Hay conversaciones que nos cambian la vida. Una pequeña charla con mamá, un momento íntimo entre ella y yo, un café juntas, una ida a la playa. ¡Que momento!

Esta conversación puede sanar heridas, responder preguntas que llevamos años cargando y ayudarnos a entender quiénes somos realmente.

Porque antes de descubrir el mundo, estuvimos en ella. Antes de construir una personalidad, hubo unos ojos que nos miraban todos los días. Y muchas veces, mamá guarda versiones de nosotros que ni siquiera recordamos.

Con el tiempo buscamos respuestas en libros, en terapias, en relaciones, en viajes y hasta en personas equivocadas, sin entender que muchas veces el inicio de nuestro autoconocimiento comienza regresando a la conversación más importante de nuestra vida: la conversación con quien nos dio la vida y nos vio crecer.

Hablar con mamá no es solamente preguntarle ¿cómo está? Es atrevernos a descubrir nuestra historia a través de sus recuerdos.

Porque quizás en sus respuestas entendamos por qué hoy amamos como amamos, por qué tememos ciertas cosas, por qué nos cuesta tanto creer en nosotros mismos o por qué seguimos buscando aprobación.

A veces el autoconocimiento también nace de escuchar: “Así eras cuando eras pequeña.” Y entonces algo dentro de nosotros empieza a sanar.

Mamá, ¿cómo fui cuando era niña? “Eras sensible… llorabas cuando veías a alguien triste y siempre querías salvarlo todo”.

¿Y era feliz? “Mucho. Tenías una luz que llenaba la casa”. ¿Cuándo dejé de sonreír tanto? “Quizás cuando empezaste a querer parecer fuerte frente al mundo”.

¿Yo soñaba mucho? “Demasiado. Decías que querías cambiar vidas”.

¿Y qué pasó con esa niña? “Sigue dentro de ti… solo que la vida la llenó de miedo”.

¿Alguna vez sentiste que yo no podía? “Nunca. Aun en tus peores días, siempre vi grandeza en ti”.

¿Qué era lo más bonito de mí? “Tu corazón”.

¿Y lo más difícil? “Que siempre quisiste cargar sola con todo”.

Mamá, ¿alguna vez tuviste miedo? “Todos los días”.

¿Y por qué nunca lo dijiste? “Porque las madres aprendemos a ser fuertes incluso cuando estamos rotas”.

¿Quién te cuidaba a ti? “A veces nadie… pero ustedes me daban fuerzas para seguir”.

¿Qué fue lo más difícil de ser mamá? “Entender que uno entrega el corazón entero y aun así debe aprender a soltar”.

¿Y qué fue lo más bonito? “Verlos crecer… aunque eso significara verme un poco menos a mí misma”.

Mamá, perdón por las veces que no entendí tu silencio. “Y perdóname tú por las veces que mi cansancio habló más fuerte que mi amor”.

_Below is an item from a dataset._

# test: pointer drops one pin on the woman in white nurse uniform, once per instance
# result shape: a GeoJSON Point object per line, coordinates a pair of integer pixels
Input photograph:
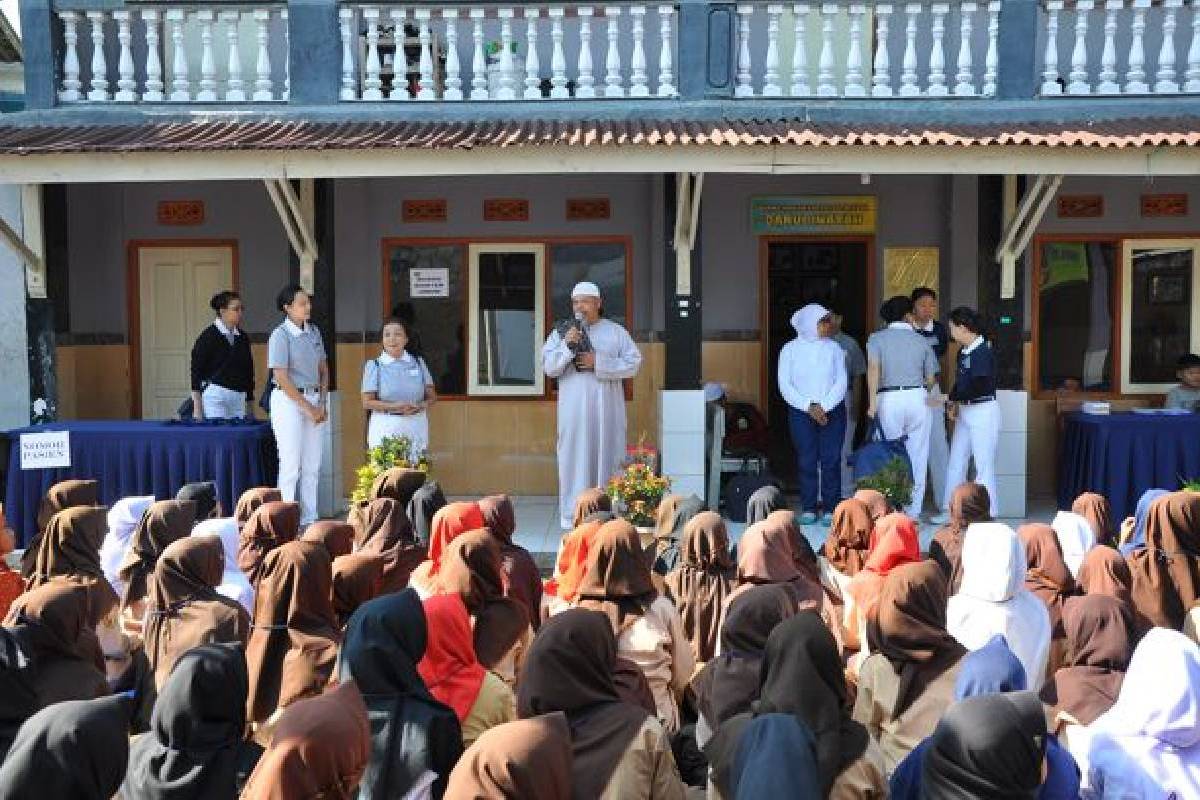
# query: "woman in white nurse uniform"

¿Sabes algo? ¿Qué cosa? “Nunca te he dicho lo importante que eres para mí. No esperes a que sea tarde para decirlo. La vida corre demasiado rápido. Y dejamos las conversaciones más importantes para “después”.

“Después la llamo, después hablamos, después le pregunto y después le digo cuánto la admiro. Pero el amor no debería vivir aplazado. Hoy quiero invitarte a sentarte con mamá y hacer preguntas profundas. Preguntas que quizás nunca se hicieron.

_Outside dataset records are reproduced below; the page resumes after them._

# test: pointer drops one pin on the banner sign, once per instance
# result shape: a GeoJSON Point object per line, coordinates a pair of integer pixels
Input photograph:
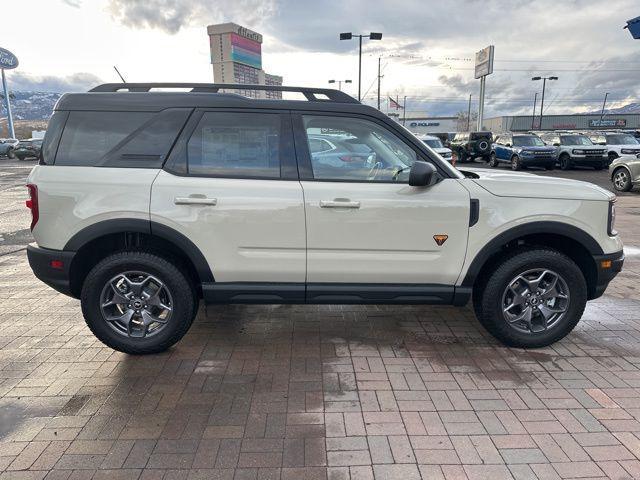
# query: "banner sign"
{"type": "Point", "coordinates": [484, 62]}
{"type": "Point", "coordinates": [7, 59]}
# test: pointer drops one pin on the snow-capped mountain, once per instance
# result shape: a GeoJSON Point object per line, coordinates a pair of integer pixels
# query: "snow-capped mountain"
{"type": "Point", "coordinates": [31, 105]}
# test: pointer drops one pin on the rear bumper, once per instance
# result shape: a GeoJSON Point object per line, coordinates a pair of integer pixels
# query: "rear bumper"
{"type": "Point", "coordinates": [605, 274]}
{"type": "Point", "coordinates": [57, 276]}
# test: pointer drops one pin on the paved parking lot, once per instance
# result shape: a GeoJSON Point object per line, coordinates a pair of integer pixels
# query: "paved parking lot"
{"type": "Point", "coordinates": [309, 392]}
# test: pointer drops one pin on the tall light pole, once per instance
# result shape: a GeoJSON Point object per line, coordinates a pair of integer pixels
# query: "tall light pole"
{"type": "Point", "coordinates": [544, 84]}
{"type": "Point", "coordinates": [339, 82]}
{"type": "Point", "coordinates": [371, 36]}
{"type": "Point", "coordinates": [604, 104]}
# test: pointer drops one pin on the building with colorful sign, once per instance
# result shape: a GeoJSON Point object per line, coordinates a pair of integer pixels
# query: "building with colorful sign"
{"type": "Point", "coordinates": [236, 56]}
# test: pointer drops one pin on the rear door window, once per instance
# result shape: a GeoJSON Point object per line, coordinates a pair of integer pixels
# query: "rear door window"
{"type": "Point", "coordinates": [237, 145]}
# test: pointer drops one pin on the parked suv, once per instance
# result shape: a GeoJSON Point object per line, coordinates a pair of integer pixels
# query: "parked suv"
{"type": "Point", "coordinates": [471, 145]}
{"type": "Point", "coordinates": [618, 144]}
{"type": "Point", "coordinates": [521, 151]}
{"type": "Point", "coordinates": [576, 149]}
{"type": "Point", "coordinates": [436, 145]}
{"type": "Point", "coordinates": [145, 202]}
{"type": "Point", "coordinates": [28, 148]}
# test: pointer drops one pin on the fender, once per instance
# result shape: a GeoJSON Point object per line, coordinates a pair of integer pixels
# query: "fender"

Preguntas que pueden ayudarte a entender tu historia, tus heridas y también tu grandeza. Pregúntale cómo eras, qué soñabas, qué te hacía feliz.

Qué veía ella en ti cuando el mundo todavía no opinaba sobre quién debías ser. Porque tal vez el verdadero autoconocimiento comienza cuando volvemos al origen. Y quizá, en medio de una conversación sencilla, descubras que la persona que llevas años buscando… siempre estuvo dentro de ti.